Seek patterns first, then data
I was having a discussion with one academic about the necessary bias that is introduced when an expert interprets material, as against allowing the people who provided the material to self interpret.
…instead of saying “The Iranian Government believes X and is motivated by Y”, which is at best a crude generalization, we can now show that there are different types of stabilities and instabilities by looking at the material from multiple perspectives.
Moreover we can do it through visualization, without expert intermediation which has the potential to improve decision making. To many leaders in government and industry alike are isolated by reality by their advisors. Don’t get me wrong, advisors and experts are necessary, but decision makers also need to be able to go from seeing the pattern as a whole, to the low level source data in short time-scales without disinter-mediation.
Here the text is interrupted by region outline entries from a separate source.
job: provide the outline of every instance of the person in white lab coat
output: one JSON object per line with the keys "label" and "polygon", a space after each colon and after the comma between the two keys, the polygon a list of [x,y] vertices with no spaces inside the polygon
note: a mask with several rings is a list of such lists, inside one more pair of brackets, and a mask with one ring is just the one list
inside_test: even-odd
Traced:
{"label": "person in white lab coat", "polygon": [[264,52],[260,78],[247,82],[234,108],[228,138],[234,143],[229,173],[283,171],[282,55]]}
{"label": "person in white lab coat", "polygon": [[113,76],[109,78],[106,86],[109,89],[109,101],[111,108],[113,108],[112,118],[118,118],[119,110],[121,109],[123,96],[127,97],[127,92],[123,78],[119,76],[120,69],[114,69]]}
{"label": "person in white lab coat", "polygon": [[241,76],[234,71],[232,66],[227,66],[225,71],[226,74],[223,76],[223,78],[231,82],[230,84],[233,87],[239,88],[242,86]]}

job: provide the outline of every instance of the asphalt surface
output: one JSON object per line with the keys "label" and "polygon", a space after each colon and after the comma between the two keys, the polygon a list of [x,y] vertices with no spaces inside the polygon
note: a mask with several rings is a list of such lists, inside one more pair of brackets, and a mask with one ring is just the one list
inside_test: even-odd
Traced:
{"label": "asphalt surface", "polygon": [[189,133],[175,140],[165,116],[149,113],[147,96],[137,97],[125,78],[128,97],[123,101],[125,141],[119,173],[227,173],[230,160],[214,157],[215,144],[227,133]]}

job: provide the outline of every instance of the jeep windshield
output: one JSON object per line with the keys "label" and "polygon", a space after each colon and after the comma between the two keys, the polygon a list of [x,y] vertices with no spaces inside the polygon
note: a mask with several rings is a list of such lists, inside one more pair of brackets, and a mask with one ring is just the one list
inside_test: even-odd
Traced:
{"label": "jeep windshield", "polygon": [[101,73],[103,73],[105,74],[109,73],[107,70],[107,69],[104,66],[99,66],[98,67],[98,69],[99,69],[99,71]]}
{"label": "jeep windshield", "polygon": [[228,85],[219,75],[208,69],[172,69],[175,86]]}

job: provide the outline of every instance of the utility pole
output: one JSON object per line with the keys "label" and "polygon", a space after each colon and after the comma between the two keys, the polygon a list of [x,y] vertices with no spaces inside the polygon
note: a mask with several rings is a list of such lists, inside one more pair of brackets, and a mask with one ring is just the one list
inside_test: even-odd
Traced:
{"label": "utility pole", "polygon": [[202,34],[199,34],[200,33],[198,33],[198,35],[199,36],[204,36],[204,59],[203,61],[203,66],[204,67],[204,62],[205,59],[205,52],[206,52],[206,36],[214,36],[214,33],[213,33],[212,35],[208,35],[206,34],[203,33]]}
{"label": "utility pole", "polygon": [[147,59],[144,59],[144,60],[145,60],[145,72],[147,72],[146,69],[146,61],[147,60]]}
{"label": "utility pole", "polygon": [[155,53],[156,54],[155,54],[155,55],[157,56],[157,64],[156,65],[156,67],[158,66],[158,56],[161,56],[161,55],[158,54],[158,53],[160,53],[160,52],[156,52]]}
This approach…is about not looking at the raw data until we have first seen a pattern in the metadata. When people look at raw data, they see it from the context of a specific perspective; when they look at the wider pattern then they gain perspective and appreciation of opportunities not previously present.
We naturally filter out anomalies when we look at data. If it doesn’t fit the patterns of our expectation it will be ignored.
…we do not attempt to interpret the data, but to sense patterns in the metadata. Only then can we risk looking at the data itself, to do so earlier would be to risk pattern entrainment. By looking at landscape shifts over time we can sense subtle patterns that would escape a traditional analytical approach.